Apple has a version of NT that will run on PowerPC systems, but Apple is not leveraging that technology. HP ported NT to the PA-RISC architecture, but performance was not exciting compared to much cheaper Pentium-based workstations and servers. So HP is banking on the new P7 technology it is developing with Intel. Even Sun Microsystems played with porting NT to the SPARC chip, but never got past the preliminary stages.

In NT's established RISC market, NT 4.0 offers full 486-enhanced mode operation on MIPS, Alpha, and PowerPC systems, and Digital Semiconductor has released FX!32 for full 32-bit Intel compatibility on Alpha systems. This functionality will come to MIPS and PowerPC systems eventually--perhaps in Cairo, or sooner if each chip developer builds emulators, as Digital Equipment did.
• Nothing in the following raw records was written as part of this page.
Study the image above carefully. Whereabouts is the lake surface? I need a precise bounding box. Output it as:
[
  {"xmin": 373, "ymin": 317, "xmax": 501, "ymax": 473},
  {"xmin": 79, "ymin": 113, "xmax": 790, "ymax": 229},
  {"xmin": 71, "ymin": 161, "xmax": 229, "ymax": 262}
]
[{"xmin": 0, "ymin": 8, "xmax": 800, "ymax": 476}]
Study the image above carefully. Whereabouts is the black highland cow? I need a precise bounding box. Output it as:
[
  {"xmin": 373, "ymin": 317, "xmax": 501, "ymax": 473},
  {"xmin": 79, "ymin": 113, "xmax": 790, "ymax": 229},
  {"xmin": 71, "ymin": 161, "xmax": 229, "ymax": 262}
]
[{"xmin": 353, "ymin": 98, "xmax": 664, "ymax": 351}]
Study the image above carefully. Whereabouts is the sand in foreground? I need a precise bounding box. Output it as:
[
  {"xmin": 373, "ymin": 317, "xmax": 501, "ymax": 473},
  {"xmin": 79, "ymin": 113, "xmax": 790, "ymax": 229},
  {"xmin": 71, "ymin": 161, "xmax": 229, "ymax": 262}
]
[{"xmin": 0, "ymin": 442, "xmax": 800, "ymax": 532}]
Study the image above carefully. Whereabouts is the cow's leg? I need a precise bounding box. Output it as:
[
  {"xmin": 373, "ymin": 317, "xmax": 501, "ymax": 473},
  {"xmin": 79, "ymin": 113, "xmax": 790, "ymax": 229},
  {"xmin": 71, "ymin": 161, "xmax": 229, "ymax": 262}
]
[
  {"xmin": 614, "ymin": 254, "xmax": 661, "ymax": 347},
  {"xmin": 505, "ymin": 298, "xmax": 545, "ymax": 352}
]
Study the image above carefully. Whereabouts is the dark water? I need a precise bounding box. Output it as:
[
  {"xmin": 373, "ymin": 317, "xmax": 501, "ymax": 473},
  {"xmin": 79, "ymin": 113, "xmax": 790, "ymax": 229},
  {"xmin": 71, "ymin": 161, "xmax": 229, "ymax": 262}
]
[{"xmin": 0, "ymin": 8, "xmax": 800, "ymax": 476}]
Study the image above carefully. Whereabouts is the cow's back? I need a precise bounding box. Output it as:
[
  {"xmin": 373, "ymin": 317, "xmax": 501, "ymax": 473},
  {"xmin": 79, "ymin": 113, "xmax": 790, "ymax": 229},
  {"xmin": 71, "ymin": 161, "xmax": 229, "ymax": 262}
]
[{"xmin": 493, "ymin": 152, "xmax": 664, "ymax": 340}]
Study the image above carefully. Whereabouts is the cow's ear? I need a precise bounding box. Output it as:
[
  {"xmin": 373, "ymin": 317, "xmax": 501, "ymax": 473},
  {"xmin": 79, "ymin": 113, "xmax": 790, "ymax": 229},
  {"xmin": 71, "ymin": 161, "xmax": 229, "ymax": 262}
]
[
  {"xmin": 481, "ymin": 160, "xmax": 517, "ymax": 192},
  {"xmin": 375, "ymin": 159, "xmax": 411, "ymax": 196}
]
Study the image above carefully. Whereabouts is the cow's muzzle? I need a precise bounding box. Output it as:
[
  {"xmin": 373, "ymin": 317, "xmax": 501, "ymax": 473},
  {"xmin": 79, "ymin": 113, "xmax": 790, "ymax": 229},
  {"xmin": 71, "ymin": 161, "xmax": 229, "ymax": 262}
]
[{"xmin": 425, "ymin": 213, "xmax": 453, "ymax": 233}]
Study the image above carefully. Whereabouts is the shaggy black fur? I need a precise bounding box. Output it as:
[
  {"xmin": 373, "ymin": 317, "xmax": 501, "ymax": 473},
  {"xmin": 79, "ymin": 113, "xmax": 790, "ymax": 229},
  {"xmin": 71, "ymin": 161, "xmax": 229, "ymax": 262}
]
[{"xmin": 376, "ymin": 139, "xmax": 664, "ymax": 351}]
Microsoft will exploit NT on RISC platforms, but the PowerPC is a problem. The 150- and 200-MHz 604 and 604e perform well, but they're beginning to lag behind Alphas and Pentium Pros. The PowerPC's price/performance point is not as good as those of the other platforms now. Unless the 620 gets to market in the near future, it may be edged out of the market. If not corrected soon, the combination of lower performance, limited Intel-compatibility, and limited native software availability (compared to these other two platforms) spells doom for this IBM and Motorola venture in the Windows marketplace.

Now What?
With all this strategic change will come improved performance, new capabilities, and new courses for personal and business computing. Microsoft has demonstrated its ability to do an about-face. Now, users have to remember that we are part of the fastest moving industry on the planet, so we have to be able to react to industry changes just as quickly.